James Wilberforce has finally achieved the American dream. Since immigrating to America from the West Indies as a young adult, he's managed to build a successful business and family with his wife and three children. James knows he leads a blessed life, and he is eager to expand his achievements.
Then the unthinkable happens: James learns he has a rare form of bone-marrow cancer that has yet to be successfully treated and cured. The only expert attempting to research the disease is Professor Hooper, who's conducting a study on experimental treatments.
Professor Hooper is James's best hope of survival, and his research associate Dr. Mary-Ann Sanford assures James that he is in good hands while he's participating. Although James's symptoms improve at first, his condition later worsens. James desperately wants to believe in the cure, but even as Professor Hooper and Mary-Ann assure him it's within reach, his deteriorating body may be evidence of a dangerous scheme at work.

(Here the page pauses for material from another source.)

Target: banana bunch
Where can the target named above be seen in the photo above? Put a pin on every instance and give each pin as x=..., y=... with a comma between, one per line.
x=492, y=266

As his trust in the experts begins to waver, he finds his control over his finances and the connection to his once-happy family both waning. James is facing the toughest battle of his life-and it's not just cancer he's fighting.
About the Author: Kamalendu Malaker has spent the last fifty years working with leading experts in the field of oncology. He trained to become a physician at the University of Calcutta in India and earned his doctorate in cell biology from the University of London. Having trained in oncology in Oxford and the Royal Postgraduate Medical School of London University and received his oncology degree from the Royal College, Malaker became the senior registrar and clinical tutor in radiation oncology at the University of London.
Malaker also served as a research officer at the Dana Farber Cancer Center at Harvard University. Additionally, he published the first cancer journal of India in 1962, is credited with helping establish oncology as a clinical discipline, and has since written hundreds of scientific articles. Malaker is currently a professor of oncology and internal medicine at Ross University and head of oncology at Dominica Princess Margaret Hospital.
Malaker and his wife, Baljit, live in Winnipeg, Canada. They have one grown daughter and a granddaughter.